À Paris, le détective privé Claude Chavasse est spécialisé dans les affaires d’adultère. Sa fille, Ariane, est fascinée par son travail et plus particulièrement par le cas du playboy Frank Flannagan. Lorsqu’Ariane surprend un client de son père menaçant de tuer Flannagan, elle court prévenir ce dernier du danger qui l’attend. Quand le client jaloux débarque à l’hôtel, il trouve le millionnaire en compagnie d’Ariane et non de sa femme infidèle. Intrigué, Flannagan organise un rendez-vous avec elle le lendemain après-midi…

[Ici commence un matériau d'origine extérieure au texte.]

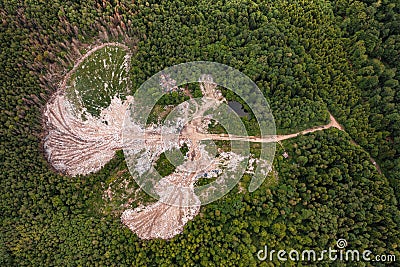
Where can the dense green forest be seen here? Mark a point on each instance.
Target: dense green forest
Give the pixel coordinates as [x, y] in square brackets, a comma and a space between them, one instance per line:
[308, 57]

ArianeLove in the Afternoon n’est certes pas un chef d’œuvre comme le seront les films à venir de Billy Wilder, mais son treizième long-métrage annonce en grande pompe la deuxième partie de la carrière hollywoodienne du cinéaste basée sur l’affrontement des sexes, le politiquement incorrect, l’apologie du mensonge, avec une joie communicative de jouer avec la censure. En 1957, trois ans après le succès international de Sabrina, Billy Wilder fait à nouveau appel à Audrey Hepburn pour Love in the Afternoon, plus connu par le prénom du personnage principal, Ariane. En signant ce remake du film éponyme de Paul Czinner réalisé en 1931, lui-même tiré du roman de Claude Anet, Ariane, une jeune fille russe, Billy Wilder souhaite rendre hommage au cinéma de sa jeunesse ainsi qu’à son mentor Ernst Lubitsch. Les succès de Boulevard du crépuscule (1950), Stalag 17 (1953), Sabrina (1954) et Sept ans de réflexion (1955), permettent à Billy Wilder d’être l’auteur complet d’Ariane. Il est ainsi scénariste (pour la première fois avec I.A.L. Diamond), producteur et réalisateur, il choisit lui-même ses comédiens et se place en tant qu’auteur à part entière à l’intérieur même du système hollywoodien. Avec Ariane, il impose le N&B renvoyant à ses premiers films, témoigne de son amour pour Ernst Lubitsch avec qui il fit ses premières armes, choisit Paris comme lieu d’action et impose encore un rythme et des thèmes qui deviendront récurrents dans ses œuvres ultérieures comme La Garçonnière, Irma la Douce et Avanti!.